Clinton: We Want To See Nigeria Prosper

Clinton comment on Nigeria

Oct 1st, 2011 – United States Secretary of State, Hillary Clinton, says the Obama administration will want to see the Nigeria “prosper and grow” despite serious security and economic challenges.

Addressing a news conference with visiting Minister of Foreign Affairs, Olugbenga Ashiru, she stressed that economic development was key to Nigeria’s growth. 

She described Nigeria as “one of the fastest-growing economies in the world, with the largest population in Africa and strong trading relationships” with U.S. 

“We want to see Nigeria prosper and grow,” she said. “To this end, the U.S. Overseas Private Investment Corporation, OPIC, has just approved 250 million dollars in financing to help revitalise the Union Bank of Nigeria, and to reach previously un-banked people in Nigeria. And we will look for ways to support Nigeria as it reduces inequality and builds a broader base for prosperity.” 

Clinton, who condemned the bombing of the UN headquarters in Abuja last month, reassured Nigeria of the U.S. commitment in the fight against terrorism. 

She said the U.S. would work with Nigeria and countries in West Africa to improve security and address the legitimate needs of people before extremists have a chance to exploit them. 

The U.S. Secretary of State also outlined major achievements of the U.S.-Nigeria Binational Commission -a flagship agreement for bilateral cooperation, signed 17 months ago between both countries. 

She added that the Commission was working in the area of advancing good governance, energy access and reliability, food security and dealing with extremism. 

Clinton noted that during the last April 2011 elections the U.S. worked closely with the government and civil society to improve transparency and address the political and logistical challenges of the elections.

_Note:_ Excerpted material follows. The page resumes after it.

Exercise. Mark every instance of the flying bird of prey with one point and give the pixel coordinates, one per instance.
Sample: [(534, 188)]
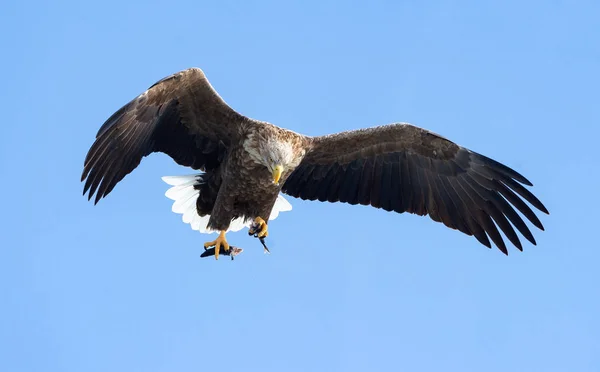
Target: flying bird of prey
[(245, 164)]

She reiterated that for the first time in recent history, Nigeria held elections that were “widely hailed as credible and effective”. “And we know that over 90 per cent of Nigerians thought the elections was free and fair,” she said. “That is up from 30 per cent just a short four years ago.” 

She praised Nigerians for making “strides every day and consolidating their democracy and the institutions of democracy”, in addition to Nigeria government’s important role on global issues through its seat on the UN Security Council. 

She stressed that Nigeria had assumed a leading role “in helping to improve stability in West Africa”. “Nigeria played a key role in supporting the difficult democratic transitions in Cote d’Ivoire, Guinea and Niger,” she said. “Nigeria’s own example of credible elections provides it with great credibility in democracy promotion across the continent.”

Responding, Ashiru said the meeting discussed attracting more investment to Nigeria, especially in the energy and power sector. 

He said he told Clinton that U.S. companies should take advantage of the “boom” foreseen in the nearest future in the energy sector. 

“U.S. companies should not sit on the fence as they did when we had the telecoms boom in Nigeria,” he said. “They should not allow their competitors to go reaping only from Nigeria, and now this is the time for them to move into Nigeria and take part in the energy boom which we foresee.”